Visual Tracking and Recognition Using Appearance-Adaptive Models in Particle Filters


    •  Shaohua Zhou, Rama Chellappa, Baback Moghaddam, "Visual Tracking and Recognition Using Appearance-Adaptive Models in Particle Filters", Tech. Rep. TR2004-028, Mitsubishi Electric Research Laboratories, Cambridge, MA, November 2004.
      BibTeX TR2004-028 PDF
      • @techreport{MERL_TR2004-028,
      • author = {Shaohua Zhou, Rama Chellappa, Baback Moghaddam},
      • title = {Visual Tracking and Recognition Using Appearance-Adaptive Models in Particle Filters},
      • institution = {MERL - Mitsubishi Electric Research Laboratories},
      • address = {Cambridge, MA 02139},
      • number = {TR2004-028},
      • month = nov,
      • year = 2004,
      • url = {https://www.merl.com/publications/TR2004-028/}
      • }
  • Research Area:

    Computer Vision

Abstract:

We propose an approach that incorporates appearance-based models in a particle filter to realize robust visual tracking and recognition algorithms.

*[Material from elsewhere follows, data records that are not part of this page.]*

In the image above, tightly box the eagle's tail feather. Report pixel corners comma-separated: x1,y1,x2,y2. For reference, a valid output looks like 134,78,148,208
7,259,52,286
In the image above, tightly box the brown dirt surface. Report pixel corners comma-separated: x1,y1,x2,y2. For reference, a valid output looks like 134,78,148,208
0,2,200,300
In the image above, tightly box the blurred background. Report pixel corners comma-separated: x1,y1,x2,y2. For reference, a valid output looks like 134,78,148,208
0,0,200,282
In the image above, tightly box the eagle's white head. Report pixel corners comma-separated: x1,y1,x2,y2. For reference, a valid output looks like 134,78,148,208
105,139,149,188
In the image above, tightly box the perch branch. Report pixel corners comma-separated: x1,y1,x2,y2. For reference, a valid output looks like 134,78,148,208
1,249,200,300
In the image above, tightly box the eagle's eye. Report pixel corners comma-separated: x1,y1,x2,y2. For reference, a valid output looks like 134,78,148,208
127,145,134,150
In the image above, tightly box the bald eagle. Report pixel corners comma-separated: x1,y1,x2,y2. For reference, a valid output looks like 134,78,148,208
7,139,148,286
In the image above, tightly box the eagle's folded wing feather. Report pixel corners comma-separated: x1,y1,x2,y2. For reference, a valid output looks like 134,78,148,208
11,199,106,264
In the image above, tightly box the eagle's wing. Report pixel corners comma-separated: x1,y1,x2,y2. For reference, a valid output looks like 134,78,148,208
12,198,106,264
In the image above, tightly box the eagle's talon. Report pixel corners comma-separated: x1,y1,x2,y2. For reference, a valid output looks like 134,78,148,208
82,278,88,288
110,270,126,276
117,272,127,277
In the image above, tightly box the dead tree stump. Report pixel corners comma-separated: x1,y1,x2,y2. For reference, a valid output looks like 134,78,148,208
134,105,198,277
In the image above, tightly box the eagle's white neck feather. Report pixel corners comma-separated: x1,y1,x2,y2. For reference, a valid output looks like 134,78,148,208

In conventional tracking algorithms, the appearance model is either fixed or rapidly changing, and the motion model is simply a random walk with fixed noise variance. Also, the number of particles is typically fixed. All these factors make the visual tracker unstable. To stabilize the tracker, we propose the following features: an observation model arising from an adaptive appearance model, an adaptive velocity motion model with adaptive noise variance, and an adaptive number of particles. The adaptive-velocity model is derived using a first-order linear predictor based on the appearance difference between the incoming observation and the previous particle configuration. Occlusion analysis is implemented using robust statistics. Experimental results on tracking visual objects in long outdoor and indoor video sequences demonstrate the effectiveness and robustness of our tracking algorithm. We then perform simultaneous tracking and recognition by embedding them in one particle filter. For recognition purposes, we model the appearance changes between frames and gallery images by constructing the intra- and extra-personal spaces. Accurate recognition is achieved when confronted by pose and view variations.